# CT is the best state ever



## gage (Mar 2, 2006)

Okay so I went and bought my 06 Black / Black GTO on Saturday.

Went in yesterday to pick it up, and oops i need a CT license. I moved here 4 months back and still have my OH license.

Go to the DMV this morning and I need my birth certificate, no other form of ID can be used in place of that, not even my OH license! And my folks lost my certificate when I was 16.
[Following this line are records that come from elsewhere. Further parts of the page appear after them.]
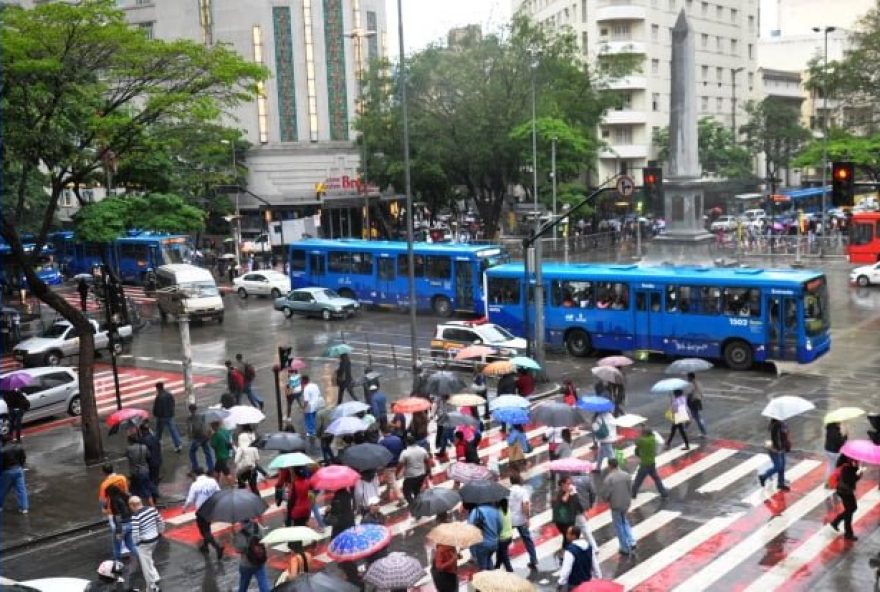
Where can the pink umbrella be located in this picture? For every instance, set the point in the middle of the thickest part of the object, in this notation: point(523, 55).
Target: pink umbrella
point(334, 478)
point(571, 465)
point(862, 451)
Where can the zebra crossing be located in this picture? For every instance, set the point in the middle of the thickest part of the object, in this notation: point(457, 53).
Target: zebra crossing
point(714, 532)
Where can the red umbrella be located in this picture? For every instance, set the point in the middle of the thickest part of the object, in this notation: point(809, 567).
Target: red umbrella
point(334, 478)
point(411, 405)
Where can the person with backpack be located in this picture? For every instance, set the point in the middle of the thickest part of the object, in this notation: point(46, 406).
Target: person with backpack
point(253, 556)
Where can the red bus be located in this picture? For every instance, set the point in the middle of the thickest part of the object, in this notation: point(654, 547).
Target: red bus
point(864, 238)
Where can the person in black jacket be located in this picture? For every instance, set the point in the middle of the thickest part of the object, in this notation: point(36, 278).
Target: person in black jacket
point(846, 490)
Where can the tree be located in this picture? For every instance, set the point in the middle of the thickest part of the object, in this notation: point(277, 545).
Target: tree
point(719, 152)
point(81, 92)
point(774, 129)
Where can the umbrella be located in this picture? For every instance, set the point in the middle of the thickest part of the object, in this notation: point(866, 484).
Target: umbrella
point(785, 407)
point(615, 361)
point(292, 534)
point(394, 571)
point(595, 404)
point(348, 409)
point(688, 365)
point(16, 380)
point(411, 405)
point(243, 415)
point(466, 400)
point(571, 465)
point(346, 425)
point(509, 401)
point(443, 383)
point(291, 459)
point(232, 505)
point(455, 418)
point(455, 534)
point(557, 415)
point(608, 374)
point(366, 457)
point(474, 351)
point(467, 472)
point(281, 441)
point(511, 415)
point(334, 351)
point(334, 478)
point(483, 492)
point(499, 368)
point(359, 542)
point(862, 450)
point(843, 414)
point(316, 582)
point(433, 501)
point(499, 580)
point(525, 362)
point(668, 385)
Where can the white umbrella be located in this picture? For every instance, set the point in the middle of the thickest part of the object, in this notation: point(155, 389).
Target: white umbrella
point(787, 406)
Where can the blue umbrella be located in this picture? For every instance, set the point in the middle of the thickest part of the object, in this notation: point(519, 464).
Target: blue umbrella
point(595, 404)
point(511, 415)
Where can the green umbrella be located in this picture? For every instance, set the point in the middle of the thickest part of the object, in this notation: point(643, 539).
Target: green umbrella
point(291, 459)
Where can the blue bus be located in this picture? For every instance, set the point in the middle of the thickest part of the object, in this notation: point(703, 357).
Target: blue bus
point(130, 256)
point(447, 275)
point(740, 315)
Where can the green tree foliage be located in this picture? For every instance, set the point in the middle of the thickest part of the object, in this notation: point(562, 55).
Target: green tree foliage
point(82, 91)
point(470, 115)
point(719, 152)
Garg. Had to spend $50 to get a certified copy shipped from Virginia. and then $116 for a new license. :\


----------



## GOATGIRL (Feb 6, 2006)

gage said:


> Okay so I went and bought my 06 Black / Black GTO on Saturday.
> 
> Went in yesterday to pick it up, and oops i need a CT license. I moved here 4 months back and still have my OH license.
> 
> ...


I can not believe the crap you are going through!!!! Hang in there...there is daylight at the end of the tunnel (and it's in the form of your GTO!)


----------



## gage (Mar 2, 2006)

yea it is. wow this state rocks :\


----------



## jortegasr (Nov 4, 2005)

$116 for a new license?


----------



## b_a_betterperson (Feb 16, 2005)

Used to live next door in Avon. It really isn't a bad place. Was that $116 for your tags -- or driver's license? If it was for the license, was it because you lived there for a while without getting one?


----------



## mumrah (Apr 3, 2005)

Since 9-11 everywhere there is a lot of BS getting a new license. Better safe than sorry but it seems the people that are most inconvienced are the good upright citizens.


----------



## gage (Mar 2, 2006)

yea i got it taken care of

License $$$ was because i have an out of state license.
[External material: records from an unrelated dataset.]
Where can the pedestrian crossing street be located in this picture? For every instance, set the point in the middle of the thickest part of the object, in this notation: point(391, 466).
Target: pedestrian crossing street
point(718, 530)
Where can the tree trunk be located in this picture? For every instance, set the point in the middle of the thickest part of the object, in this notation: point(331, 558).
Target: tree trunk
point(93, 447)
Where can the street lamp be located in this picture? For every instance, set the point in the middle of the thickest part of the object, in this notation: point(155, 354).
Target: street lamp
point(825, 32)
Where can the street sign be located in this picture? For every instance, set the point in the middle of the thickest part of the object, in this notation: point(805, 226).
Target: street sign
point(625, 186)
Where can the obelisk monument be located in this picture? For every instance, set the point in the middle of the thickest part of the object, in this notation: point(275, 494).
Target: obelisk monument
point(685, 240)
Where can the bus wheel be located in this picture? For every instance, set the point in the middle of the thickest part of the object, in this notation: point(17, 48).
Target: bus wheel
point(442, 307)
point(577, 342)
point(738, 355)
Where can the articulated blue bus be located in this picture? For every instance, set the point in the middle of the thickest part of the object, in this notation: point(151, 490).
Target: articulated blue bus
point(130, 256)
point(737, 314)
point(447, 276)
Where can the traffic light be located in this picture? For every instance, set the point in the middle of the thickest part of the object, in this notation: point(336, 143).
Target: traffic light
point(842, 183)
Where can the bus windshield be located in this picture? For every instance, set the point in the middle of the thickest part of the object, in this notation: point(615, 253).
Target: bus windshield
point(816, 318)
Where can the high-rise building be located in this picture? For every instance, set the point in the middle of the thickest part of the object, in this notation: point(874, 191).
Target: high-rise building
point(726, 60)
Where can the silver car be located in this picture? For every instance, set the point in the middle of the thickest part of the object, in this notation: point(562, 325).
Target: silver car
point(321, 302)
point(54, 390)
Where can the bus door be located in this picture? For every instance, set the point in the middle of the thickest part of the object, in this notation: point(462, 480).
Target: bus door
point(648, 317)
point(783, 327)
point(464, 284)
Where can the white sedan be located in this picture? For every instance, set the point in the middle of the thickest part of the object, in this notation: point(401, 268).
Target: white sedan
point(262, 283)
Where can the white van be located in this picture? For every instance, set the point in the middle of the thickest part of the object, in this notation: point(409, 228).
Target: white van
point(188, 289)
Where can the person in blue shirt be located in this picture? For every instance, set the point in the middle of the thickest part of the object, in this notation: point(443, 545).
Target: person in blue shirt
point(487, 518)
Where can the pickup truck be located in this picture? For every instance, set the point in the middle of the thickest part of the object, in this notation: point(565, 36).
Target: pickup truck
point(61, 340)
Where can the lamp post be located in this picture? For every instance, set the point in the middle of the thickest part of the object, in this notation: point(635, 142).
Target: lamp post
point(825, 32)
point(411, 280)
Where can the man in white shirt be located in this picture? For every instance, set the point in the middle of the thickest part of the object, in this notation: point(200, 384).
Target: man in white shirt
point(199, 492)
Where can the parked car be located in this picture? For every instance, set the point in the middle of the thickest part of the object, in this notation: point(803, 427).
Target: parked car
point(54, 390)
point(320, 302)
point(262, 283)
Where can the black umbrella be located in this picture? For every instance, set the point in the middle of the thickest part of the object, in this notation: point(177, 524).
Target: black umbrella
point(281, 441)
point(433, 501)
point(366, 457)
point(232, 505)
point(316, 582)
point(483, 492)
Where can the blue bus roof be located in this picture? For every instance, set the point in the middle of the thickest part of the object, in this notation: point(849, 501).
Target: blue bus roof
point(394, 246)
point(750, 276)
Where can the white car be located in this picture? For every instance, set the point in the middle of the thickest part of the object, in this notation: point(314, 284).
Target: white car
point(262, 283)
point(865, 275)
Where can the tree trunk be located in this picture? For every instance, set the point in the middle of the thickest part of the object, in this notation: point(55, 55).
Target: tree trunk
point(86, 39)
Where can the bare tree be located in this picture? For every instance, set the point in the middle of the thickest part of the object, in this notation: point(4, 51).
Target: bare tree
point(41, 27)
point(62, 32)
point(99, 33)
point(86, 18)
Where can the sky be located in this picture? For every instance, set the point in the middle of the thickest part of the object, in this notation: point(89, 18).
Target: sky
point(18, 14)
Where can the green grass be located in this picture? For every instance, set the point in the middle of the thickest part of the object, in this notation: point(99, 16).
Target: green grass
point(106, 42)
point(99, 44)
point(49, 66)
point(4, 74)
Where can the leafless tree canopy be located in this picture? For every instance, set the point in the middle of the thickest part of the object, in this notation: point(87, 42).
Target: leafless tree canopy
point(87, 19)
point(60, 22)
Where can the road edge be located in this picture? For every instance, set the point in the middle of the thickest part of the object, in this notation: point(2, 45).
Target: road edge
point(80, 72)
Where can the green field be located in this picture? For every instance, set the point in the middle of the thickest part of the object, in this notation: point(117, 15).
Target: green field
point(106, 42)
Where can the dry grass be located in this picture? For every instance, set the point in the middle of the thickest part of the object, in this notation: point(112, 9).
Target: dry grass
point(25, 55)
$75 for license + $40 vision test.


----------



## 03xtreme (Apr 14, 2006)

wow


i moved here from wny and i can affirm all that you are saying. it sucks and traffic sucks, and just wait till you get stuck on the 3 major roads in the state that is as big as 1/4 of New York or ohio.

it's a joke but it's kinda fun too with ocean vermont, etc.

i paid all that for my license in ct had issues, had to get birth certificate sent from my ma's house (had just moved) wait till they figure out how to fix emissions sigh argghhhhhhhhh


----------



## 03xtreme (Apr 14, 2006)

where did you get the GTO and what did they jack you for it?


----------



## gage (Mar 2, 2006)

I got it from Town and Country Auto in Middletown.

Good guys, and I didnt get alot of BS, was able to get 1500 under invoice. Of course 'good guys' in dealership lingo is kinda uhh ehh 

my first oil change is free, which is awesome considering i just spent all this money 'oh wow oil change for free thats a great deal' but i wont complain 

Yea traffic sucks esp when I go to the airport to fly home on the odd occasion  but for work I drive backroads and its not too messy as long as I avoid the major roadways.


----------



## b_a_betterperson (Feb 16, 2005)

Ah, the country roads from Avon/Farmington out to Bradley. 

Speaking of Connecticut, one thing I do not miss is getting blasted with radar so often by the State Police that your hair would fall out and gums would begin to bleed.


----------



## 03xtreme (Apr 14, 2006)

b_a_betterperson said:


> Ah, the country roads from Avon/Farmington out to Bradley.
> 
> Speaking of Connecticut, one thing I do not miss is getting blasted with radar so often by the State Police that your hair would fall out and gums would begin to bleed.


there aren't enought cops in this state to nail the people on 91 going 85.... i drive it twice a day and it's a joke..... literally.

I know somebody who lives on the avon farmington line.

Do you know if they do the GMS on those cars?


----------



## gage (Mar 2, 2006)

I do notice the fuzz presence much higher than when I lived in PA though.


----------



## Wing_Nut (Mar 6, 2005)

b_a_betterperson said:


> Used to live next door in Avon. It really isn't a bad place. Was that $116 for your tags -- or driver's license? If it was for the license, was it because you lived there for a while without getting one?


Former Glastonbury resident here. I miss civilization! CT has nothing on PA. Three trips to the DMV just to prove our identity when we moved here (wife is Sicilian, naturalized). Having a valid CT license was no help. And then, you have to get your plates from a 3rd party "Tag Service" because they have privatized vehicle registration.


----------



## gage (Mar 2, 2006)

Yea their tags in PA are screwed up. I knew a guy who had temp tags (harrisburg said they were in the mail) and ended up driving with expired tags for 3 months because they were still lagging behind on them.


----------



## 03xtreme (Apr 14, 2006)

wtb

2006 Blue w/blue leather M6 if you see any in dealerships or know how to search let me know.

i'm on the hunt now.


----------



## gage (Mar 2, 2006)

awesome, I drive a black on black, nice to have another Goat to hunt with


----------



## 03xtreme (Apr 14, 2006)

bad news....

i owe 11500 on my truck and blue book says it's worth 7,000

that IS AN ISSUE. no goat.


----------



## gage (Mar 2, 2006)

gah. D:

sucks to hear that mate


----------



## Steve A (Oct 28, 2005)

Compared to what ?? ?? ?? :confused :confused :confused 

(In regard to thread title)


----------



## gage (Mar 2, 2006)

hehe.

Im more of a southern person, so i had a chip on my shoulder about CT since I moved up here.


----------